Pediatric diffuse midline gliomas (DMG) are incurable brain cancers with no long-term survivors. To date, radiation therapy remains the standard of care but improves survival by only a few months. Despite intense research efforts over the past four decades, there is still a lack of mechanistic understanding of the biology underlying DMG radioresistance. Dr. Lo Cascio is studying how DMG tumors exploit interactions with surrounding normal neurons to survive radiation-induced cell death. While there is ample evidence that communication between neurons and DMG cells is critical to fuel tumor growth, whether this neuron-glioma crosstalk contributes to treatment failure is unknown. Dr. Lo Cascio hopes by pushing the boundaries of our knowledge of the neuron-glioma intercellular dialogue, she can identify resistance mechanisms that can be targeted to sensitize these lethal tumors to radiation therapy. Dr. Lo Cascio received her PhD from Arizona State University, Tempe and her BS from University of Bath, Bath.

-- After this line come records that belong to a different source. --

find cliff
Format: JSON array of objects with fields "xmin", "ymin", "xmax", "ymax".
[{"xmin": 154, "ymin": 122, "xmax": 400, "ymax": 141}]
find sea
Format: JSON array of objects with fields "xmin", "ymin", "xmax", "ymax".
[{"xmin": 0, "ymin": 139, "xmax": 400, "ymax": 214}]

Brain cancers are the leading cause of cancer-related deaths in children. A significant percentage of these tumors are classified as gliomas—diseases for which new therapies are desperately needed. A protein called tyrosine kinase FGFR1 is altered in 10% of pediatric gliomas. Dr. Apfelbaum aims to investigate critical genes in FGFR1-altered pediatric gliomas to understand the biological mechanisms driving these cancers. Her research hopes to uncover new therapeutic targets and mechanisms of FGFR1-mediated oncogenesis in pediatric gliomas, but since FGFR1 is commonly altered in many tumors, her findings may reveal a common oncogenic mechanism. Dr. Apfelbaum received her PhD from University of Michigan, Ann Arbor and her BS from Beloit College, Beloit.

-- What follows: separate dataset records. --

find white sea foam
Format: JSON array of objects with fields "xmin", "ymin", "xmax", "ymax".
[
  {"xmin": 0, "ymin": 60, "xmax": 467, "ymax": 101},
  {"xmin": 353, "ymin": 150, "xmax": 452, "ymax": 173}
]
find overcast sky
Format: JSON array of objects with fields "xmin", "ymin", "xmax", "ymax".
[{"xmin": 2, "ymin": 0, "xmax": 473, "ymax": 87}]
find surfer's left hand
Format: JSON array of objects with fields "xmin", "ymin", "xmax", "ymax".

New therapeutic approaches are urgently needed for children suffering from high-risk medulloblastoma, a form of pediatric brain cancer, where half of children will experience disease relapse leading to death. Dr. Prensner’s [Ben and Catherine Ivy Foundation Clinical Investigator] work is focused on understanding the biological underpinnings of high-risk medulloblastoma and developing new treatment options. His team recently found that high-risk medulloblastoma may exploit an imbalance in the production of proteins from the tumor cell genetic material (RNA, DNA). Dr. Prensner aims to define the cancer biology that causes an imbalance in the protein-RNA ratio in medulloblastoma, and investigate specific therapeutic options that may target this biology. His hope is that this work leads to new options for clinical trials for children with high-risk medulloblastoma.

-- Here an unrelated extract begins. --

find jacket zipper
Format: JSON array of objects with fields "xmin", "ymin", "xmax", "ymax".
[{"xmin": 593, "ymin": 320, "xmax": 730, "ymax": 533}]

Understanding how brain cells communicate at synapses—the junctions where neurons connect—is essential for understanding how the brain functions in both health and disease. Dr. Wang's [National Mah Jongg League Fellow] project aims to develop new tools to explore these intricate synaptic connections. Using spatially resolved RNA sequencing techniques, Dr. Wang can identify which genes are active in specific parts of individual neurons within intact brain slices. Additionally, she is creating novel tracers that can map neuronal connections without the toxicity and limitations of current methods. These advancements will not only enhance our understanding of normal brain development and function but also shed light on neurological disorders and brain cancers, such as gliomas, where cancer cells exploit synapses for tumor growth. This research holds the promise of revealing new therapeutic targets and strategies, potentially leading to improved treatments for various brain conditions.